The case has been taken up by Shurat HaDin–Israel Law Center, a privately funded legal organization that has spent more than two decades pursuing civil litigation against terror groups, their financiers, and entities accused of enabling them. Its president, Nitsana Darshan-Leitner, explained during the briefing that the Samerano case was chosen precisely because it presents a narrow and concrete legal claim. “As we know, the UNRWA social worker kidnapped Yonatan’s body to Gaza,” she said. “There is a video of these two UNRWA employees with a UNRWA vehicle kidnapping Yonatan’s body to Gaza.” According to Darshan-Leitner, Samerano believed that once the UN was involved, corrective action would follow. “But not only did they not do anything,” she said, “they did not condemn it, and they did not take any steps against UNRWA.”

Beyond the specific UNRWA case, Darshan-Leitner described a far broader legal strategy aimed at cutting off terror financing at its source. Speaking with The Media Line, she said that after Oct. 7, Shurat HaDin expanded its legal offensive. “In order to block any funding for Hamas, after what happened on Oct. 7, we decided to sue everyone who were supporting Hamas and continue, has intention to continue to support Hamas,” she said. “We filed lawsuits against the Palestinian Authority, who gives $1 billion a year to Hamas. We filed lawsuits against Binance. We sued Iran. We sued the Qatari charity foundations. In addition, we sued UNRWA, the Red Cross, Students for Justice in Palestine, and Al Jazeera.”

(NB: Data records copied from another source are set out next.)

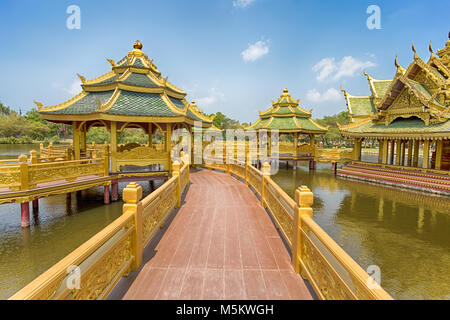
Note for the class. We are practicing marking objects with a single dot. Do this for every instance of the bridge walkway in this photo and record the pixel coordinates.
(221, 244)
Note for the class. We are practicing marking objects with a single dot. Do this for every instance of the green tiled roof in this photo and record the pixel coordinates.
(424, 91)
(286, 110)
(380, 87)
(140, 80)
(140, 104)
(178, 103)
(361, 106)
(401, 125)
(287, 123)
(87, 104)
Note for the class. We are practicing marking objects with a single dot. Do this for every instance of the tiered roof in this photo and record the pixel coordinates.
(133, 90)
(415, 103)
(286, 115)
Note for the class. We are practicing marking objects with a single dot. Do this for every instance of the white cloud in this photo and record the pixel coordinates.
(255, 51)
(329, 69)
(329, 95)
(242, 3)
(213, 97)
(74, 88)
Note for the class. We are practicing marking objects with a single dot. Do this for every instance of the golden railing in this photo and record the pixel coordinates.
(316, 256)
(53, 153)
(94, 268)
(28, 173)
(404, 168)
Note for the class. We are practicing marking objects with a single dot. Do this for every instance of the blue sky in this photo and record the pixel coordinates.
(233, 56)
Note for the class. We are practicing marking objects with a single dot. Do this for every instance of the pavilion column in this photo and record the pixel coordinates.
(416, 153)
(392, 152)
(398, 152)
(76, 140)
(385, 151)
(167, 143)
(410, 150)
(380, 150)
(113, 134)
(438, 160)
(83, 139)
(150, 135)
(357, 149)
(426, 154)
(402, 161)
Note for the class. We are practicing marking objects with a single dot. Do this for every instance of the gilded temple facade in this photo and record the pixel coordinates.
(134, 94)
(288, 118)
(406, 114)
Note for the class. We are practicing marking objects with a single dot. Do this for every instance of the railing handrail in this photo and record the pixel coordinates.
(303, 218)
(39, 286)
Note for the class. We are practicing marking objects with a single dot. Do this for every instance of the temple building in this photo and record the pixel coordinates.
(289, 118)
(133, 94)
(406, 114)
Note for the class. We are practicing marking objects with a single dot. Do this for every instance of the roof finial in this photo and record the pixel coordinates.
(368, 77)
(137, 45)
(345, 92)
(415, 52)
(399, 67)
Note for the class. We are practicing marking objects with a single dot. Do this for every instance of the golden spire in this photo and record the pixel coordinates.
(415, 52)
(368, 77)
(399, 67)
(137, 45)
(345, 92)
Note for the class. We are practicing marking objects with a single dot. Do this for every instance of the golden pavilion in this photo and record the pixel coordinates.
(288, 118)
(406, 114)
(133, 94)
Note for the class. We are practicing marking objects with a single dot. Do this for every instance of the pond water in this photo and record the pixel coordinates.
(405, 233)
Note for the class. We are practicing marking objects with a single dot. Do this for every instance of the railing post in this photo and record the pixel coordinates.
(41, 150)
(106, 161)
(132, 196)
(246, 170)
(266, 174)
(23, 164)
(176, 173)
(33, 157)
(304, 199)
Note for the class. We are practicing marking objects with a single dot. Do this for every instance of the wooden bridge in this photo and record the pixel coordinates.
(227, 241)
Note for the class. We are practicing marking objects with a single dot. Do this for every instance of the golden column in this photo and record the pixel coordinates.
(392, 152)
(410, 151)
(416, 153)
(385, 151)
(426, 154)
(439, 145)
(113, 134)
(398, 153)
(76, 140)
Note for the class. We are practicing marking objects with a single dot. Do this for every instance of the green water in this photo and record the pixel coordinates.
(406, 234)
(54, 233)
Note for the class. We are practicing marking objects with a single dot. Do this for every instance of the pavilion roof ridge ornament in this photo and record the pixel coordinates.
(400, 69)
(416, 56)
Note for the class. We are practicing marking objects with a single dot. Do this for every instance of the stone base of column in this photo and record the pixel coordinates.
(115, 191)
(35, 206)
(25, 214)
(106, 198)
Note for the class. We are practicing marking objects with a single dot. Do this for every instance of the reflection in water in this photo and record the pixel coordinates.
(61, 226)
(405, 233)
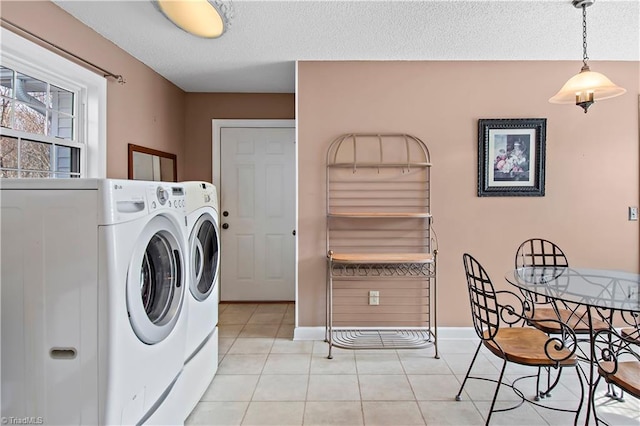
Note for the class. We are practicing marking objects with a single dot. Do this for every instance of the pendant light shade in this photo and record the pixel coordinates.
(203, 18)
(587, 86)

Darshan-Leitner argued the issue is structural rather than rhetorical. “In Gaza, the entire strip is controlled by the Hamas government,” she said during the briefing. “There is no difference between the benevolent wing, the military wing, and the government wing. It’s all Hamas. So if you give money to one of the arms of Hamas, you actually support the military operations of Hamas.” That reasoning placed Qatar at the center of journalists’ questions, particularly in light of postwar reconstruction discussions.

There is absolutely no way to monitor the money going into this area

Asked whether funding could be monitored if Hamas remained in control, Darshan-Leitner dismissed the premise. “There is absolutely no way to monitor the money going into this area,” she said. “You cannot send supervisors. Even if there was a way to see that the money is not really going directly to the terror organizations, once Hamas still controls the Gaza Strip, all the taxes, all the customs, all the protection money will come to them.” Addressing Qatar’s potential role in Gaza’s future, she said Israel opposed its involvement. “If it’s up to Israel, no Qatar whatsoever,” she said, adding that the final decision would depend on international diplomacy. “In the end of the day, it will be up to President Donald Trump who will be part of this international force.”

We are winning judgments for billions of dollars. We go after everything that we can identify.

Darshan-Leitner described civil litigation as a substitute battlefield that she said has already reshaped financial behavior. “Hamas cannot use the banking system anymore in Gaza because of our lawsuits,” she said. “There is no bank in the Middle East that will operate in terrorist zones like Gaza or South Lebanon.” She detailed enforcement actions targeting bank accounts, real estate, vessels, and other assets. “We are winning judgments for billions of dollars. We go after everything that we can identify.”

As the briefing concluded, Samerano’s words lingered as a reminder of what drives the legal effort. “I am fighting alone against powerful international bodies,” he said. “I demand one thing: that they take responsibility.” Darshan-Leitner echoed that focus. “They are the players in this battle,” she said, referring to families like the Sameranos. “And we will continue until Israel wins.” The picture that emerged was of a conflict that did not end with a ceasefire, but instead moved into courtrooms worldwide, where law itself is being wielded as a weapon to expose responsibility, disrupt financing, and challenge institutions long shielded from accountability.